Another time-consuming but deeply rewarding home repair. I love this amp far too much to replace it, and there’s really no excuse when there’s a detailed YouTube video of a Turkish chap repairing the very same 44-year-old Technics amplifier. I came close to despair with the input switches, but I bloody did it.
For anyone interested… Oxidised contacts were causing crackling when adjusting volume and input selection, often resulting in intermittent stereo with one channel frequently dropping. Had to do a partial breakdown, completely dissemble switches and faders, remove dirt and oxides with DeoxIT D5 and a razor blade, then lubricate with FaderLube F5.

@colly Love this! Wish I was handy enough to do this.

Back when I was a teenager in the late 1990s, I was gifted a B&O Beogram 8000 that worked, but only partly. I wasn’t smart enough to fix it and YouTube wasn’t a thing yet. I held on to it for years just because it was beautiful, but eventually gave it away.

@onpaperwings I'm not handy at all, never matured into one of those people. But then, there are coffee machines and hifi separates that I love too much, and YouTube makes a home repair believable. I hope one day to find a Prophet-5 in a skip and spend eight years rebuilding it.
@colly omg, Simon! That’s amazing!
@colly also I have three of these marantz devices to do this with.
When I have “the time” to address it.
@Luke Gorgeous, love a bit of Marantz (from afar, never owned any) and always chrome for me. For reference, this is the video I followed — outstanding stuff, except he never properly showed how to refit the hairline spring to the switch bar and I nearly lost my mind and hate him for that. https://youtu.be/KR3PuaE86Xk?si=eN6GRwzNTTDrwnqq&t=17
Technics SU-Z15 Stereo Integrated Amplifier Maintenance Repair Restoration

YouTube

@colly hahahah! Will watch. Thanks, Simon.
Gotta refurb my pots.

Edit: wow, he did a lot. Reassembled the pot too fast hahah. And those selector switches are quite a bit more complicated than keeb switches. Wow.
Also, might as well replace the forty year old power cord with new wire.

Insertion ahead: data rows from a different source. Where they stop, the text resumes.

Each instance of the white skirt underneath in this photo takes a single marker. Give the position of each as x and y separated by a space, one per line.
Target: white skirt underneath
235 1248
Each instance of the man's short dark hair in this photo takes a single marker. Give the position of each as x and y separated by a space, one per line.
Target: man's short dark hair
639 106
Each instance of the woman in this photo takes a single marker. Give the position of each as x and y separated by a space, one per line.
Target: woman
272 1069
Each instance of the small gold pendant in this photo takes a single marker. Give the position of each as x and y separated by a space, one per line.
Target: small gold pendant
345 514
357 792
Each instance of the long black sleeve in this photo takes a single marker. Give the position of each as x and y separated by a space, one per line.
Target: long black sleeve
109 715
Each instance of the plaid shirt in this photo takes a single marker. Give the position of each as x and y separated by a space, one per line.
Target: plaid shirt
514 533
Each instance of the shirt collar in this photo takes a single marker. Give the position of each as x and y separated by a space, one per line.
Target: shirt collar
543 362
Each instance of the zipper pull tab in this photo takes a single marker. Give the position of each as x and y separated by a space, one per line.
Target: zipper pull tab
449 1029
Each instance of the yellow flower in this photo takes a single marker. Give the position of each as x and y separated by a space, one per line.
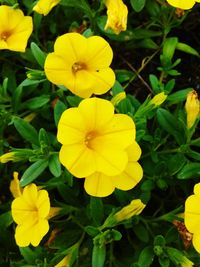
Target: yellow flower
30 211
192 216
158 99
15 29
45 6
192 108
101 185
15 188
64 262
117 13
183 4
81 64
134 208
94 138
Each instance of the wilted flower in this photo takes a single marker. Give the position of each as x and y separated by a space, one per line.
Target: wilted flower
94 138
192 216
81 64
30 212
101 185
192 108
45 6
186 4
117 13
134 208
15 29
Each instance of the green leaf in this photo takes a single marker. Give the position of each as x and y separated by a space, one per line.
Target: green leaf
187 49
190 170
98 255
39 55
37 102
26 130
146 257
33 171
138 5
54 165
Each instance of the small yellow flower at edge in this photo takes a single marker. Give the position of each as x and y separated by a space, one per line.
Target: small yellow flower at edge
15 29
81 64
45 6
186 4
192 107
117 13
192 216
30 212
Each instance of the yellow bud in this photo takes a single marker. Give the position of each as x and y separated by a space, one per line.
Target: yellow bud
117 98
158 99
15 188
10 156
192 108
64 262
134 208
117 13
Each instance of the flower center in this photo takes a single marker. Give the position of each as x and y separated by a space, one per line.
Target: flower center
5 35
78 66
89 138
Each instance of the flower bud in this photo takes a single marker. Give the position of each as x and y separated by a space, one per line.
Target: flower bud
192 108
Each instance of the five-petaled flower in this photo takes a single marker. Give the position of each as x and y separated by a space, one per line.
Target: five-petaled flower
81 64
183 4
15 29
99 145
45 6
30 211
117 13
192 216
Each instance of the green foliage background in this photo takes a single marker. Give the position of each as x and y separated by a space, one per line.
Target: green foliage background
159 52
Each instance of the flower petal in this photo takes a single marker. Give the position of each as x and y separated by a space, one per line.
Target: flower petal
98 185
129 178
96 112
78 159
119 133
134 152
99 53
71 127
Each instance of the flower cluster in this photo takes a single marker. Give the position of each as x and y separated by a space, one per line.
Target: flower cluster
99 146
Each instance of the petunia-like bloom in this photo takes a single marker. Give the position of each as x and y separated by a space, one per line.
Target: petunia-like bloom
192 107
94 139
30 212
117 13
15 29
101 185
192 216
183 4
45 6
81 64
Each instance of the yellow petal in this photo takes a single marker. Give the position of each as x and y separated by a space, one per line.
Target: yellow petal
196 241
99 54
129 178
98 185
91 111
119 133
71 127
134 152
43 204
186 4
78 159
192 213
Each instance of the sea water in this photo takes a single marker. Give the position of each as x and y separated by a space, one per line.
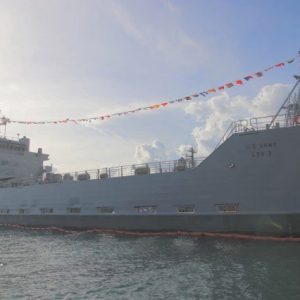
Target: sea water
50 265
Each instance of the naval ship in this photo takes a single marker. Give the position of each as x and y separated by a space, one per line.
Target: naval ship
248 185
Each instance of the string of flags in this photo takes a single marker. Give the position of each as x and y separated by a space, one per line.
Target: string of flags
228 85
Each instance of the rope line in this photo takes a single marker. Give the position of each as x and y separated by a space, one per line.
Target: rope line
233 236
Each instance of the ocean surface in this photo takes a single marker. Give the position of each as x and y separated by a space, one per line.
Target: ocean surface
51 265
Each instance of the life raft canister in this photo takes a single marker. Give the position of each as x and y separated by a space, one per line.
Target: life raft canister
297 119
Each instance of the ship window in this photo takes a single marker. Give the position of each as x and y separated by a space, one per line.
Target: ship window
105 210
74 210
146 209
46 210
227 207
186 208
24 211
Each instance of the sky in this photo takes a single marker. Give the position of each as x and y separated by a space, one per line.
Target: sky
75 59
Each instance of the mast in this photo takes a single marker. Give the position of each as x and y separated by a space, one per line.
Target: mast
3 122
286 101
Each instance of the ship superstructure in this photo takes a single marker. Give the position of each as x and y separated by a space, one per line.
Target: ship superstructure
247 184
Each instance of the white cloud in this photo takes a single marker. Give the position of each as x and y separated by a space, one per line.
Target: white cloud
215 114
147 153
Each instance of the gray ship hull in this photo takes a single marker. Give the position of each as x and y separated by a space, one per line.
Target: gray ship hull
270 225
247 185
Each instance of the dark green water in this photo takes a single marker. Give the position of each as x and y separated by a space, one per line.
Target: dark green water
45 265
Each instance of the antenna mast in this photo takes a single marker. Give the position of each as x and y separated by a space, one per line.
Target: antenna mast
3 122
283 106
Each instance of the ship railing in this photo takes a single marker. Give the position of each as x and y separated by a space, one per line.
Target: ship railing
257 124
126 170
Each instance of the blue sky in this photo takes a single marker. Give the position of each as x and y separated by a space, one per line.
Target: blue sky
78 59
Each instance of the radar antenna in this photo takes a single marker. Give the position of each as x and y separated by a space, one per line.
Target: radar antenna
288 104
3 122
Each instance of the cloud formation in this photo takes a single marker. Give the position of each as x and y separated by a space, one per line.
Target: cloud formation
147 153
215 115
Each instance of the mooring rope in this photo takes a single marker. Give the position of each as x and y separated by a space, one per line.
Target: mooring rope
235 236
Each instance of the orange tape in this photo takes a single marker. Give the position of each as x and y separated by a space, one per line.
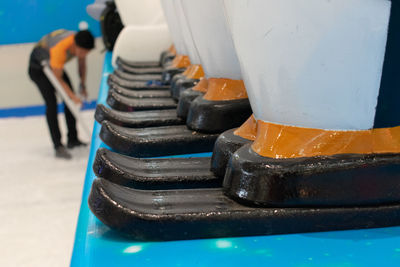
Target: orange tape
201 86
225 89
194 72
172 50
181 61
280 141
248 130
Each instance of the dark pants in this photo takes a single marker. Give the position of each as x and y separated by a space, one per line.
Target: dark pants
48 93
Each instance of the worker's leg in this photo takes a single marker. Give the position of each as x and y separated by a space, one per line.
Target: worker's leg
71 122
48 93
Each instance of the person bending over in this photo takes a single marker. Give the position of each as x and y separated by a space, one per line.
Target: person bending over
59 47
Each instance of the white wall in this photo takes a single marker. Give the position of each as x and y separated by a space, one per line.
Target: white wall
17 90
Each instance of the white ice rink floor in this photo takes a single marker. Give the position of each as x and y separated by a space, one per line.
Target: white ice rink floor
40 195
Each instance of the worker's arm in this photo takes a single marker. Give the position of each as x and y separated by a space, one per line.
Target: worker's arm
59 74
82 75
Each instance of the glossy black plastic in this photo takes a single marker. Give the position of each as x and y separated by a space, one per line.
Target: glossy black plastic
123 103
154 174
185 100
138 119
217 116
156 141
207 213
339 180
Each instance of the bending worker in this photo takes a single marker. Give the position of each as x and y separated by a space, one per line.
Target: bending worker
59 47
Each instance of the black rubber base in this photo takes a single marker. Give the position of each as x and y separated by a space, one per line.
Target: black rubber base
185 100
217 116
140 93
154 174
208 213
165 59
169 73
123 103
226 144
137 77
339 180
136 70
180 86
156 141
149 64
168 173
136 85
138 119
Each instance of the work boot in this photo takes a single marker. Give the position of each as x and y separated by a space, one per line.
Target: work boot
75 143
62 152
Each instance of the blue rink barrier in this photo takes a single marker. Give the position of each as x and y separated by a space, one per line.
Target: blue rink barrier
97 245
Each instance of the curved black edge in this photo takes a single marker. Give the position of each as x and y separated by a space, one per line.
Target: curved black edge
140 93
185 100
227 143
169 73
166 59
154 174
217 116
340 180
137 77
134 85
149 64
207 213
123 103
156 141
138 119
180 86
136 71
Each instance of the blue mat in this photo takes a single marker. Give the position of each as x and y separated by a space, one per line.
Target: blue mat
97 245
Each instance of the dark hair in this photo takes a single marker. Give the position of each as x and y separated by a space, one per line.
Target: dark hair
84 39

@colly Deeply satisfying photo too.
@nazhamid Yeah, I like a good kit shot. The job was frustrating at times, but strangely calming for long stretches. Easy to see how people (usually dusty and downtrodden men of my age) fall into refurbishing old machines for a living.
@colly I know the feeling. Two years working on a now 18-year old car is a similar mindset. It’s good (and mostly fun?!) to know the things you rely on inside and out.
@colly Something similar happened with a Cambridge Audio amp I'd had for 20+ years, but I didn't have the courage to repair it. Couldn't find anyone to do it either. I'm sure repair shops used to be a thing! It got replaced by a new, cheaper one, sadly. Anyway, glad to see this repair job worked out.
@damianwalsh It does take courage — and without a decent video for the exact model you'll likely never succeed with the dozens of "I'd never have worked that out" moments and break things instead. I've had bad experiences with "professional" service and repair people in the past, so I'd rather try myself.